Apparently, nobody makes 2560×1600 resolution versions or 30″ versions or anti-reflective coatings at anything approaching affordable, yet. But in my room and configuration, things worked out fine, with the 27″ QNIX turning out to work well for using all day long, even at the default DPI, given the extreme clarity of all on screen fonts. And the color saturation of a glossy screen is starting to win me over as well. Finally, extended use has revealed that the monitor also supports the following resolutions off my W520 (specs here).
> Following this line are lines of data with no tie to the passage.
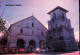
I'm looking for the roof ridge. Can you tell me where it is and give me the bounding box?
[47,6,69,14]
[32,16,48,30]
[8,15,48,30]
[11,16,33,26]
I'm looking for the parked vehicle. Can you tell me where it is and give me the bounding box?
[39,49,46,52]
[0,46,9,54]
[19,48,26,53]
[26,47,31,53]
[26,46,35,53]
[33,48,46,53]
[11,46,19,53]
[33,48,40,53]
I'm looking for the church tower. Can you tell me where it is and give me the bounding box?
[46,6,78,51]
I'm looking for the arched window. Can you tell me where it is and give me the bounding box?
[41,31,43,36]
[58,29,60,33]
[59,36,64,40]
[54,13,56,18]
[32,23,34,27]
[48,47,51,50]
[20,28,23,33]
[62,13,64,18]
[61,25,63,27]
[49,36,52,40]
[52,19,54,22]
[39,40,45,49]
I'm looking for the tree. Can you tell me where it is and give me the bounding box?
[0,18,6,32]
[0,18,8,46]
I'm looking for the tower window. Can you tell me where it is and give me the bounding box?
[59,36,64,40]
[32,23,34,27]
[20,28,23,33]
[41,31,43,36]
[49,37,52,40]
[52,19,54,22]
[65,24,66,28]
[58,29,60,33]
[68,25,69,28]
[54,13,56,18]
[61,25,63,27]
[55,24,57,28]
[62,13,64,21]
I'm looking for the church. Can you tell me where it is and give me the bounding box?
[8,6,78,52]
[8,16,47,50]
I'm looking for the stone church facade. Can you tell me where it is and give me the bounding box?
[46,6,78,51]
[8,6,78,52]
[8,16,47,50]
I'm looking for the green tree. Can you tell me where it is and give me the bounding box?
[0,18,8,46]
[0,18,6,32]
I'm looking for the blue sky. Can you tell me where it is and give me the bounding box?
[0,0,79,41]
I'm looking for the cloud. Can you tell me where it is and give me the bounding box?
[45,25,48,29]
[74,32,79,41]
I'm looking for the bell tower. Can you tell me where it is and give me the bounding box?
[48,6,68,19]
[46,6,78,52]
[47,6,72,30]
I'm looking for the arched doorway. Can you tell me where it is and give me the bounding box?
[0,38,7,46]
[29,40,36,48]
[48,47,52,51]
[58,36,65,51]
[16,39,25,48]
[29,40,36,51]
[53,36,65,52]
[39,40,45,49]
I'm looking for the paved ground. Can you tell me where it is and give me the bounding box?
[1,51,79,55]
[56,51,79,55]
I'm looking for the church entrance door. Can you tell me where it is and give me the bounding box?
[16,39,25,48]
[39,40,45,49]
[29,40,36,51]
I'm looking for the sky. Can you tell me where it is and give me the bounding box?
[0,0,79,41]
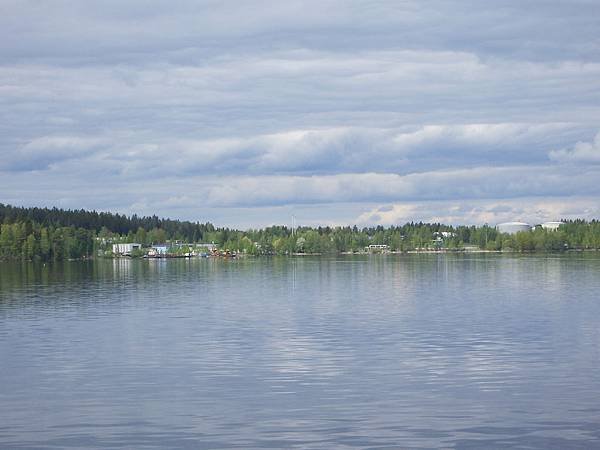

Some resolutions are apparently GPU scaled though, and they look blurry of course:
ThinkPad BIOS screen works fine, as well as:
2560×1440 (can be thought of as four 1280×720 displays)
Aug. 07 2012 Update:
The Nixeus model is now available for pre-order on Amazon here:
if you’re in the UK, it appears there may be 120Hz options coming soon as well:
Aug. 21 2012 Update:
I have decided to return this monitor, working closely with the seller, who offered me very fair terms for a refund. While shippping costs ~$100, I was able to print the labels and customs forms myself at usps.com, and fully realize I was taking a risk in purchasing a monitor directly from South Korea, and that that doesn’t have a native DisplayPort input. It worked well, but occasionally I was getting the monitor turning off randomly (2-3x per week), not sure if it was related to the power supply, or to the DisplayPort to DVI-D adapters, but ran out of time to find out for sure. I’m genuinely hopeful that this monitor helped folks make informed decisions, with full disclosure about the risks of trying something new, given there was NO good info out there that I could find, about running laptops with 2560×1440. Only time will tell what monitor eventually winds up working out best for my requirements, but I strongly suspect it’ll be a Korean monitor offering direct attachment from my laptop’s DisplayPort, which has states support for up to2560x1600 resolution. Yes, it will likely be from Nixeus, which admittedly does cost more, $449 versus $295, but doesn’t require a ~$100 DisplayPort to DVI-D adapter.
Aug. 24 2012 Update:
I have the Nixeus monitor on order, read all about it, and stay tuned for updates and unboxing, at:
Sep. 22 2012 Update:
Keep in mind if you have to do a return that is not due to defect in the monitor itself, then you are loosing the shipping cost for the unit originally sent to you (built into price, not really “free”), and the cost to you to send it back. For me, that was a $195 dollar ouch.
Here’s the math, rounded off to nearest $5, so yes, this mistake/gamble that it’d work with DVD-D adapters for my laptop was a very costly mistake.
-$295 original eBay purchase ($200 monitor plus $95 of that is non-refundable shipping)
-$100 USPS from Connecticut, USA to Korea, using cheapest USPS shipping method (1 week)
+$200.00 eBay refund
-$195 lost overall, for shipping fees in both directions.